健康的で快活な彼女も、この時ばかりは声を沈めていた。
「ふむ、やむを得まい。街にまで影響が及ぶとは私も予想外だった」
エクリナが腕を組み、やや神妙な面持ちでうなずく。
「とはいえ、単なる転居ではなく、空間ごと館を移すのですから、魔力負担は相当ですよね?」
柔らかな金髪を大きなリボンで束ねた小柄な少女ティセラが穏やかに問いかけると、エクリナは静かに目を閉じ、口を開いた。
「本来ならば我が《空間魔法》で一括転移するが――今回は範囲が広すぎる。我一人では無理がある」
「でしたら、補助用の術式を組みましょう」
ルゼリアが即座に提案する。「局所展開型の多重補助陣式で、空間圧縮を制御すれば、魔力負担を分散できるはずです」
「補助魔導術具は私が造ります。転送式と扉術式の基礎は、もう手元にありますから」
ティセラがすかさず補足する。
「設置作業は僕に任せて。館の周辺くらい、走り回るのは慣れてるから」
ライナが元気よく拳を握る。ようやく、いつもの調子が戻ってきたようだ。
そんな彼女たちのやり取りを、無骨な短髪と逞しい体躯を持つ戦士セディオスが、落ち着いた眼差しで見守っていた。

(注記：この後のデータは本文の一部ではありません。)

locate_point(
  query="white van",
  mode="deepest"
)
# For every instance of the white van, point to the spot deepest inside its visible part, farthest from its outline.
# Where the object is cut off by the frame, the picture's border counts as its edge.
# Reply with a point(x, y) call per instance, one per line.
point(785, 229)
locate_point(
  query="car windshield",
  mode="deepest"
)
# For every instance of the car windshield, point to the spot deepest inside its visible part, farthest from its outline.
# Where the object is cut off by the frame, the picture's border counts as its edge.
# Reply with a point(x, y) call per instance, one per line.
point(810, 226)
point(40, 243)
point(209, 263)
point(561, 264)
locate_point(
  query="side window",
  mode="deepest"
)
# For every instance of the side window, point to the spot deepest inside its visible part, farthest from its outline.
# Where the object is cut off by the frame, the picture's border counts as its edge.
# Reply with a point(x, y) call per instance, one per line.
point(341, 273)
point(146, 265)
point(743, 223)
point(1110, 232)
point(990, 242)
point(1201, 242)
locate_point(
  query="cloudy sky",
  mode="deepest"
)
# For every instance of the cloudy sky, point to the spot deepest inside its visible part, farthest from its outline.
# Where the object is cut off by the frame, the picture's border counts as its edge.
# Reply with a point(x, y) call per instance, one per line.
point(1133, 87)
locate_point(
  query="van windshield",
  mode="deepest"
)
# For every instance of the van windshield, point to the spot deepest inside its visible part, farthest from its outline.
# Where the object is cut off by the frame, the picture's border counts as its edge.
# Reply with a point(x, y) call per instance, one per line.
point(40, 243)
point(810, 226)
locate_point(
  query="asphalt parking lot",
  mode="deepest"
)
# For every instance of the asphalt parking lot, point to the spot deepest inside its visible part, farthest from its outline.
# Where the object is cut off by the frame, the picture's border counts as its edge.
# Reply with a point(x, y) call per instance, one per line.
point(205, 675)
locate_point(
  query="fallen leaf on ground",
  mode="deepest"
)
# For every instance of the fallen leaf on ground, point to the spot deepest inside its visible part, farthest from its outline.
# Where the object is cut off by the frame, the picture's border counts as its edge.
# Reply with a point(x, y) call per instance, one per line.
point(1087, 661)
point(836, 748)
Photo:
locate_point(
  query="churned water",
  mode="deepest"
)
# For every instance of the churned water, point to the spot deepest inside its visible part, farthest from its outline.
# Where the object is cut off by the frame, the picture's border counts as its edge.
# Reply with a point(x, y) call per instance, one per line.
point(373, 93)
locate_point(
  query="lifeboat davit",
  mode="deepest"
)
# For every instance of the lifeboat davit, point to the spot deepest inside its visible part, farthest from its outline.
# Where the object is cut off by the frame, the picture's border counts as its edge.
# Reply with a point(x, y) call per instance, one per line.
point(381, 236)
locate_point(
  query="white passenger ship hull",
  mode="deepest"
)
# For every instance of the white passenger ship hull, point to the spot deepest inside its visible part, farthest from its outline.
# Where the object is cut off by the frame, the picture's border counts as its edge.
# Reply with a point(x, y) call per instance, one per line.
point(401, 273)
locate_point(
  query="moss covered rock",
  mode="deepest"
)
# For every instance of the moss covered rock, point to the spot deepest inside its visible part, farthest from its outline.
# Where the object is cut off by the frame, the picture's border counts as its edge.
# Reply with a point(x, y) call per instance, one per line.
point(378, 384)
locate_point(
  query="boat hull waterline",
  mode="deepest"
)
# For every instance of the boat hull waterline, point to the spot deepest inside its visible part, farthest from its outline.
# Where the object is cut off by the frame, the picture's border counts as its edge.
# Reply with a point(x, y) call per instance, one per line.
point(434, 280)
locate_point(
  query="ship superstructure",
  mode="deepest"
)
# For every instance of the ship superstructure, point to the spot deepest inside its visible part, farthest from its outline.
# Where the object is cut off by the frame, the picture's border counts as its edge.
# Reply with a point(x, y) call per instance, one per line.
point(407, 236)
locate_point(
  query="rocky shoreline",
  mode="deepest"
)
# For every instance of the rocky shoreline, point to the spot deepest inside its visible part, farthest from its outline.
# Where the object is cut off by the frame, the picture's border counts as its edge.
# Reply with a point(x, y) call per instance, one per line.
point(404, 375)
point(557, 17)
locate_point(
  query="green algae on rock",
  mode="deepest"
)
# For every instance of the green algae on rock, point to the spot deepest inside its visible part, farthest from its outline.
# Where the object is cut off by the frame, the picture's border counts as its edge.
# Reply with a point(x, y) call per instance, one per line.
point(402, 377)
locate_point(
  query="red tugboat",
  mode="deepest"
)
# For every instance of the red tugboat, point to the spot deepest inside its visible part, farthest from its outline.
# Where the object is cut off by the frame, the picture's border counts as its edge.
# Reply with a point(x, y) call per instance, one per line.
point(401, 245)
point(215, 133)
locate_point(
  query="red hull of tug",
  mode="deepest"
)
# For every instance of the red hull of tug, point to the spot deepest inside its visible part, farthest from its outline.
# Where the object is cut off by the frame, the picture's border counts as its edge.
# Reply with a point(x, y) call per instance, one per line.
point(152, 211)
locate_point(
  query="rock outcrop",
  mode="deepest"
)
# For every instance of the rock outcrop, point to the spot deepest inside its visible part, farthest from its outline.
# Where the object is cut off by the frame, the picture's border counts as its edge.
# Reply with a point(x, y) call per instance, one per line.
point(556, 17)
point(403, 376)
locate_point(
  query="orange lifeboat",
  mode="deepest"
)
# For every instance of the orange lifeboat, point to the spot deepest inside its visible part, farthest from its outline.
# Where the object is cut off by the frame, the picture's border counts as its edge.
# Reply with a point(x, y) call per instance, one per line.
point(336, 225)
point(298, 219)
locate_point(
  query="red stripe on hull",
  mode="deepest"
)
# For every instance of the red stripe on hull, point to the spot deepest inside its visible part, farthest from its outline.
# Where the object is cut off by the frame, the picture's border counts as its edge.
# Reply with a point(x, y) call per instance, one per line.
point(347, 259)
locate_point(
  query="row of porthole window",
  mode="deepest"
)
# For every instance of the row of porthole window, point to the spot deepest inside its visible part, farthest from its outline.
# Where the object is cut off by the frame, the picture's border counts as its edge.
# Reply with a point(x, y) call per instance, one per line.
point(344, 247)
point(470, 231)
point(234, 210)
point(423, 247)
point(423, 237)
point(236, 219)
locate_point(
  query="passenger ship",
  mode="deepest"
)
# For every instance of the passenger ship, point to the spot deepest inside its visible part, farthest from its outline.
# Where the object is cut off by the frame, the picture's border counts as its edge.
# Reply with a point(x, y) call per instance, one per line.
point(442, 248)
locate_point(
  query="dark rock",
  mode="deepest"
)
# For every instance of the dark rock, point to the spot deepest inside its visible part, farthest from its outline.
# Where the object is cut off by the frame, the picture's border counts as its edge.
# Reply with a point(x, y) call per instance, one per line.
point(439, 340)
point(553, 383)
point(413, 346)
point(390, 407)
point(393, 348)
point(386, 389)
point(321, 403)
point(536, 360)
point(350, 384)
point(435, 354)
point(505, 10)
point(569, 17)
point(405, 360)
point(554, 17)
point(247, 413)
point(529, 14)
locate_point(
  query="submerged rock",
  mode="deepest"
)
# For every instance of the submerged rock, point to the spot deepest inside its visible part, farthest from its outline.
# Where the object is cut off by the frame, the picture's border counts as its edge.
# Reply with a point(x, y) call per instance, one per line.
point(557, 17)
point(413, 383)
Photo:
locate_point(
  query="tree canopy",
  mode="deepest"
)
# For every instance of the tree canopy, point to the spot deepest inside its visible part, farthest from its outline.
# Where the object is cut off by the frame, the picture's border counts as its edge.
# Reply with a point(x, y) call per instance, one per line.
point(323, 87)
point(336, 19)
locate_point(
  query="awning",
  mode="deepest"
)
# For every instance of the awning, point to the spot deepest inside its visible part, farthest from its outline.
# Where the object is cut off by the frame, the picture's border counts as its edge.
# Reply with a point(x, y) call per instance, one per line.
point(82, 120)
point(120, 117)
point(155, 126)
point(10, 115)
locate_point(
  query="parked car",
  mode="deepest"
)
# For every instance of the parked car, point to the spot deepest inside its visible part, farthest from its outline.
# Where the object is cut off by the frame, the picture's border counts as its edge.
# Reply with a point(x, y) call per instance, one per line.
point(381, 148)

「――その前に、まずは腹ごしらえだよ。みんな、ちょっと気を張りすぎだ。あったかいスープと焼きたてのパン、準備できてるからな」
彼が厨房から戻ると、湯気を立てる具沢山のスープと香ばしいパンが整然とトレイに並んでいた。
「ありがとう、セディオス!」
ライナがぱっと笑顔を見せて席につく。
「……はい。食事は確かに、思考を整理するために必要ですね」
ルゼリアも腕を組んだままスープの香りに目を細める。
「さすがセディオス、完璧なタイミングですね」
ティセラが感心したように言うと、彼は少しだけ頬をかきながら笑った。
「引っ越しって、きっと気力も体力も使うだろ? だからこそ、みんなが少しでも落ち着けるようにって思っただけだ」
エクリナは、ふっと小さく笑みを浮かべ、言葉を紡いだ。
「……ありがたい。では、腹を満たし、力を合わせてこの館と共に新たな居住地へと移ろうぞ!」
「――了解です」
「任せて!」
「頑張りましょう」
「みんな無理しないようにな」
こうして、魔王一家による前代未聞の“引っ越し”計画が始動した。
ただし、物理的な移動ではない。空間魔法と魔導術具による、大規模な次元転移。
その名も――「《転環位相〈ディメンション・リアロケート〉》、と名付けましょう」
ルゼリアが静かに口にしたその名が、新たな日常の幕開けを象徴していた。
――その日、魔王一家の“日常”は、また一つ姿を変えることとなった。